Inflation übt Druck auf die Preise aus

"Wir müssen daran arbeiten, dass Verbraucher für nachhaltig erzeugte Produkte tiefer in die Tasche greifen", meint der Wissenschaftler selbstkritisch. Die Energie- und geopolitischen Krisen sowie die Inflation üben einen starken Druck auf die Preise aus. Doch steige die Gruppe derer, die regenerative Maßnahmen in der Lebensmittelproduktion honorieren wollen. Die Vorgehensweise, so günstig wie möglich zu produzieren, habe die aktuellen Krisen mit verursacht. “Es gibt nichts gratis, wir müssen realisieren, dass der Preis für Lebensmittel steigt, wenn wir der Umwelt Gutes tun wollen“, lautet der Appell des Wissenschaftlers.

Von der Aussaat bis zur Ernte

Das Projekt Klimapartner Landwirtschaft stellte Dr. Christoph Leufen, Bereichsleiter Pflanzliche Produktion RWZ AG, vor. Nachhaltigkeit bedeutet für den Vertreter des Agrarhandels eine Zusammenarbeit aller Akteure in der Wertschöpfungskette, von der Bodenbearbeitung, über alle Betriebsmittel wie Saatgut, Düngung, Pflanzenschutz und Biostimulanzen, über Lagerung hin zur Mühle ins Ladenregel im Supermarkt. Hier arbeit die RWZ AG mit der BASF in einer Allianz zusammen und bündelt ihre Kräfte. „Wir betreuen den Landwirt von der Aussaat bis zu Ernte. „Wir wollen den CO2-Fußabdruck in der Landwirtschaft um 30 Prozent senken und die Landwirtschaft umkrempeln“, lautet sein Anspruch. Den "proof of concept" haben beide Partner im vergangenen Jahr unter Beweis gestellt. Emissionen lassen sich beispielsweise beim Pflügen einsparen und mit dem Einsatz von stabilisierten Düngern, in Verbindung mit digitalen Applikationstool plus zielgerichteter Pflanzenschutz, reduzieren. Im Sommer stehe die erste Ernte des Weizens der Klimapartner-Landwirte an. Diejenigen, die den Aufwand betreiben und 30 Prozent Emissionen einsparen, erhalten eine Prämie auf den Weizenpreis. Für das Anbaujahr 2024/25 sucht die RWZ „mutige Landwirte“ sowie Abnehmer aus der Nahrungsmittelindustrie als Klimapartner, um eine Fläche von 20.000 ha nachhaltig zu bewirtschaften. Leufen denkt bereits darüber nach, neben Weizen, Braugerste und Kartoffeln anzubauen.

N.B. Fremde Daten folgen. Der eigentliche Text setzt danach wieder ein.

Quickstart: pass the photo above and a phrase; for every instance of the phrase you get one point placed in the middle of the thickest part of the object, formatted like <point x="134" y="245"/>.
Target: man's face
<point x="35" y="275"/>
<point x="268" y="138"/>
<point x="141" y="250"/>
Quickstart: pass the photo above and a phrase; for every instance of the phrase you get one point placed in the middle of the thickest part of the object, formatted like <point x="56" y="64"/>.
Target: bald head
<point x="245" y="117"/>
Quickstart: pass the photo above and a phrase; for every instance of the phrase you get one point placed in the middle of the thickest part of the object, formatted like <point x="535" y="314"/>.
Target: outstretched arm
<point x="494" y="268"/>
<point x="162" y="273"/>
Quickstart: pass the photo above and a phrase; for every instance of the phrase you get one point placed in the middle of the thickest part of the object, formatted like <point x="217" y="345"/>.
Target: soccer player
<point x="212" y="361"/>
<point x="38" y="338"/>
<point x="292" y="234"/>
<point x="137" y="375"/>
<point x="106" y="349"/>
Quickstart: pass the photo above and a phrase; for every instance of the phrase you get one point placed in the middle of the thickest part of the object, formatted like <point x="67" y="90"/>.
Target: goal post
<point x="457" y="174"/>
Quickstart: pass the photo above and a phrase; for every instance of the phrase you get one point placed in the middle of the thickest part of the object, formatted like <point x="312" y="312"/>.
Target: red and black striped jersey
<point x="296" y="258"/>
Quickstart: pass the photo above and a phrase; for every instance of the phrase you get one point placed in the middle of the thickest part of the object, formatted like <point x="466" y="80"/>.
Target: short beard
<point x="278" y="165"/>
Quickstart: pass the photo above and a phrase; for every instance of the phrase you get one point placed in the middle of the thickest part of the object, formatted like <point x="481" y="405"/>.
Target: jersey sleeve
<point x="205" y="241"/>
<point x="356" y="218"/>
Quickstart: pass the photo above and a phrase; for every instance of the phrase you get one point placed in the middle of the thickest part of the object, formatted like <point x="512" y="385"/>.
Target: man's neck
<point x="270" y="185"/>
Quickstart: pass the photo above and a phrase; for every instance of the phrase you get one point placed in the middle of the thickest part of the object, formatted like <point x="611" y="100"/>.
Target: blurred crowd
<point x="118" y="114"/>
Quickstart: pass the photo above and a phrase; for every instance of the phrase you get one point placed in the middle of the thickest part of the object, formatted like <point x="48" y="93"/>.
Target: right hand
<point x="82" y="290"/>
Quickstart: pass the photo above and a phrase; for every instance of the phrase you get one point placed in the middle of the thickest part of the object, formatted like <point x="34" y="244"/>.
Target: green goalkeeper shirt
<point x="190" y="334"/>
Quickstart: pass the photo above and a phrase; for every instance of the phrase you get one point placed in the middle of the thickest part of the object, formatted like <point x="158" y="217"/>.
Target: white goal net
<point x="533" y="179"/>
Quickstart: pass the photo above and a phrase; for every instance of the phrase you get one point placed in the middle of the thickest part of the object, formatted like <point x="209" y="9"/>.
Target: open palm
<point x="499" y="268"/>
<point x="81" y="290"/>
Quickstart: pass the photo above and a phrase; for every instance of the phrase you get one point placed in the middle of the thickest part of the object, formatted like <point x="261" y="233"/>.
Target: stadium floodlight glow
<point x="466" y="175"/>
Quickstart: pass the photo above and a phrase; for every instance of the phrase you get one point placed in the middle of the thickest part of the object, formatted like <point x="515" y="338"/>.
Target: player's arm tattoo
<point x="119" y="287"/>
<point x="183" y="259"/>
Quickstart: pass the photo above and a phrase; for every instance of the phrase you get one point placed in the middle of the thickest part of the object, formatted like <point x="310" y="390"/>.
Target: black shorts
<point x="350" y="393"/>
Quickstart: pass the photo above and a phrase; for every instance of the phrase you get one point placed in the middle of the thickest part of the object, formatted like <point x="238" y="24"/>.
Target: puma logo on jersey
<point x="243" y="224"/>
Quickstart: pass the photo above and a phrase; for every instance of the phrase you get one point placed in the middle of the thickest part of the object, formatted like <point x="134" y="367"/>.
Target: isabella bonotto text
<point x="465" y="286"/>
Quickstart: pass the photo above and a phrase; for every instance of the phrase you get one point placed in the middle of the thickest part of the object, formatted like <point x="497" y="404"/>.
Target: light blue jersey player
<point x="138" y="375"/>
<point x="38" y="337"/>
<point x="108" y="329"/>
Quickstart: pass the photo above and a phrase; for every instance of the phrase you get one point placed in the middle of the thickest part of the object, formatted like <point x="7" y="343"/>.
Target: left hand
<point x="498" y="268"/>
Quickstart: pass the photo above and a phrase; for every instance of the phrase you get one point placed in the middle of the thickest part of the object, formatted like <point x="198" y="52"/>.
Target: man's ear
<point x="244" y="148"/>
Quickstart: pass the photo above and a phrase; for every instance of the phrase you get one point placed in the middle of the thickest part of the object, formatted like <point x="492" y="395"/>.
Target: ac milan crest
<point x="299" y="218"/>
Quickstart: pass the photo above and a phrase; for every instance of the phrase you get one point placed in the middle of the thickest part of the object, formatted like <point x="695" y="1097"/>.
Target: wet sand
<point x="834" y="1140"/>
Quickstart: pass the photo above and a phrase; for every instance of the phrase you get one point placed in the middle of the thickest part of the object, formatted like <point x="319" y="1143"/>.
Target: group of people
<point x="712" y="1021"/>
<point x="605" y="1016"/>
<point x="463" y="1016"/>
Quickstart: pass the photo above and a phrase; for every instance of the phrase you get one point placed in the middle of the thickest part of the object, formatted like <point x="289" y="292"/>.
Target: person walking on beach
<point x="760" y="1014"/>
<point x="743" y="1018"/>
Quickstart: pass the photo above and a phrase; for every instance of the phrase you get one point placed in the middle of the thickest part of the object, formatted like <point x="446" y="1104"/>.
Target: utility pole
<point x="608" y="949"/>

Nachhaltige Unternehmensführung im Trend

Der europäische Green Deal hat das Ziel, bis 2045 in der EU klimaneutral zu wirtschaften. Für die Sparte Landwirtschaft liegen die Regularien, um dazu beizutragen, noch nicht vor, erklärt Erik Guttulsröd, stellvertrender Geschäftsführer DLG-Fachzentrum Landwirtschaft  und Bereichsleiter Betriebsführung und Nachhaltigkeit. Er richtete in seinem Statement beim DLG-Talk den Fokus darauf, inwieweit Kriterien wie Umwelt und Soziales sowie regulatorische Anforderungen wie die EU-Taxonomie rund um eine nachhaltige Unternehmensführung für die Wertschöpfungskette Agrar & Ernährung an Bedeutung gewinnen. Im Boot sitzt auch die Finanzbranche. Immer mehr Banken verlangen gegenüber ihren Kreditnehmern den Nachweis einer nachhaltigen Produktion.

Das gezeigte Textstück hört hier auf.